O Ministério do Desenvolvimento, Indústria, Comércio e Serviços (MDIC) detalhou o impacto financeiro potencial caso os Estados Unidos implementem a proposta de taxar em 25% os produtos brasileiros. Essa medida tarifária ameaça diretamente 21% do total das exportações brasileiras destinadas ao mercado norte-americano. Setores como o de carnes, soja, minério de ferro e produtos manufaturados podem ser severamente afetados, gerando preocupações significativas para a economia nacional, especialmente para estados da Amazônia Legal que dependem de exportações.

Em sua defesa, Flávio Bolsonaro manifestou em suas redes sociais que, durante o encontro com Trump, teria pedido para que os produtos brasileiros não fossem taxados e reforçou sua posição em carta enviada ao presidente dos EUA. Contudo, a narrativa presidencial contrasta com essa declaração, indicando uma percepção de que as ações do senador visam prejudicar o Brasil.

O presidente Lula defende o Pix como um sistema vantajoso para o Brasil, que assusta os Estados Unidos por sua eficiência e alcance. A Federação Brasileira dos Bancos (Febraban) endossou a defesa do sistema, classificando o Pix como uma infraestrutura de pagamento essencial para a competição e o bom funcionamento da atividade econômica, e não como um produto comercial passível de negociação ou taxação externa.

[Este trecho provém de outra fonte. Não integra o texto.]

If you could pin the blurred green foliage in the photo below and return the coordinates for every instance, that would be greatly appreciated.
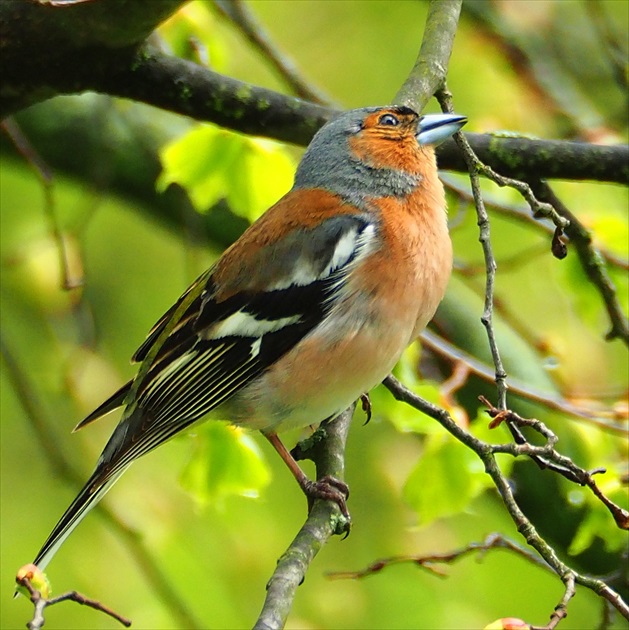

A repercussão da declaração presidencial ecoa em todo o país, com especial atenção nos estados da Amazônia Legal, onde a infraestrutura digital e a capacidade de exportação de produtos regionais, como os do agronegócio e da bioeconomia, são vitais para o desenvolvimento. A instabilidade nas relações comerciais com os EUA e a potencial taxação podem impactar diretamente cadeias produtivas importantes para o desenvolvimento sustentável da região, afetando desde pequenos produtores até grandes empreendimentos.

A polarização política em torno da política externa e econômica do governo federal ganha mais um capítulo com essa acusação, que adiciona uma camada de complexidade às relações diplomáticas e comerciais do Brasil com os Estados Unidos. A defesa do Pix e a resistência à taxação de produtos brasileiros são vistas como estratégias cruciais para a soberania econômica nacional e para a manutenção do fluxo de comércio internacional, especialmente para as economias regionais que buscam maior inserção no mercado global.